4. Aside from Wentz and Brady, who are even the top candidates for MVP this season? Russell Wilson? His team isn't even currently in the playoffs. Antonio Brown? A wide receiver has never won MVP, even though Brown is deserving of breaking that trend. If Brown goes off against the Patriots on Sunday, it might make him the frontrunner. 

Standing in his way, however, is the tremendous success of his own teammate, Le'Veon Bell. Bell and Brown each have nine total touchdowns, and Bell has 1,684 yards from scrimmage compared to Brown's 1,518. How would you justify giving it to Brown over his equally deserving teammate?

If one of Brady, Bell or Brown has an enormous game Sunday, they could catapult to the top of the list. But if they have just an average game, Wentz will remain toward the top.
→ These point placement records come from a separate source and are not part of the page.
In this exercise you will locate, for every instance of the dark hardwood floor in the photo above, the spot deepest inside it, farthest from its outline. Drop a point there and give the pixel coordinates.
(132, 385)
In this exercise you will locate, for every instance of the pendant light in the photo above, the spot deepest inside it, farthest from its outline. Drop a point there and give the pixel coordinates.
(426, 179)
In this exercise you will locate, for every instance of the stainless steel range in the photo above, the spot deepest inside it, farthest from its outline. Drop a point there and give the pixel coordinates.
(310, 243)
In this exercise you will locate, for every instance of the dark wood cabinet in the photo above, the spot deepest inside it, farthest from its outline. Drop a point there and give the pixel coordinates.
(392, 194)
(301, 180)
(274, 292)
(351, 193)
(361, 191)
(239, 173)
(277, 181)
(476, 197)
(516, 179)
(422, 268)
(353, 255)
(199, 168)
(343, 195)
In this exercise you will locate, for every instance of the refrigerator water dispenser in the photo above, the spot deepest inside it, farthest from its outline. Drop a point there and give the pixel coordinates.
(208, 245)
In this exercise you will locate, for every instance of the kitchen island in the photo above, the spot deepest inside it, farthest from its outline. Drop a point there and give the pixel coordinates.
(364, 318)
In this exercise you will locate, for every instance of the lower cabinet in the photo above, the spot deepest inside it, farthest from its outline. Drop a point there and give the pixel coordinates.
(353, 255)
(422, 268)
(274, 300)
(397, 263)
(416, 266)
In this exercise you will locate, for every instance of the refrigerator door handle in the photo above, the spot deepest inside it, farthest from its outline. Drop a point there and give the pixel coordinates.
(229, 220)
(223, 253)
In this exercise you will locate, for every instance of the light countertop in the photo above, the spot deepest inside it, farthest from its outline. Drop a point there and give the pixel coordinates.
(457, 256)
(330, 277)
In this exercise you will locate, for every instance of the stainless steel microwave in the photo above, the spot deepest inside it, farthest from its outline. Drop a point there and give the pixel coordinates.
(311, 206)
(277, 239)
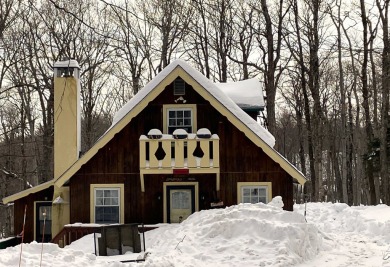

5. Voter fatigue is real with Brady, and this isn't even shaping up to be one of his best seasons. His 105.2 passer rating is just the fifth-highest of his career. His 27-to-6 touchdown to interception ratio is just the fifth-best of his career. His yards per attempt are fourth-best.

• • •

The case against Carson Wentz still winning MVP (Dave Zangaro)

The Eagles haven't had an MVP since the 1960 season, when Norm Van Brocklin took the honor. 

They'll have to wait at least one more season. 

Because when Wentz went down on Sunday night, his MVP chances went with it. 

Sure, the Eagles' quarterback had a really good first 13 games. His team went 11-2. He threw for 3,296 yards, with 33 touchdowns and seven interceptions. Those are really good numbers. 

But he just didn't play enough. 

The last time an NFL MVP played just 13 or fewer games was 1989, when Joe Montana won his first of two straight. Since then, of the 29 MVPs all 29 have played at least 14 games and 23 of them have played all 16. 

Sure, Brady finished second in MVP voting last season after playing just 12 games. But he didn't win it. And that was after 12 games in which he threw for over 3,500 yards, with 28 touchdowns and just two interceptions. His passer rating in those 12 games was 112.2. Wentz's this season was 101.9. 

What's even more notable was that Brady's 12 games in 2016 came in the last 12 games of the season after missing the first four because of suspension. When voting happened, Brady was still on the forefront of everyone's mind, leading his team into the playoffs. Wentz won't be forgotten, but recency has even more pull than mystique in voting. 

And then there are the candidates this year. Brady is the clear frontrunner. He's having another tremendous season. No, he didn't perform well on Monday night, but do you really expect him to not play well down the stretch? 

And the crazy thing about Brady is he's widely considered the greatest quarterback of all time, but has just two MVP awards. To put that in perspective, Peyton Manning has five, while Jim Brown, Johnny Unitas and Brett Favre each have three. Brady is tied with Steve Young, Kurt Warner, Joe Montana and Aaron Rodgers with two. 

So in some cases, voter fatigue might be a real thing, but in this case, it would make sense to see Brady get another one. 

Really, the way Wentz's worth to the Eagles would easily be proven is if the Eagles completely collapse down the stretch with Nick Foles. But with games against the Giants, Raiders and Cowboys, that seems unlikely. The Eagles win, Wentz loses. 

But there's always next year ... and the year after that.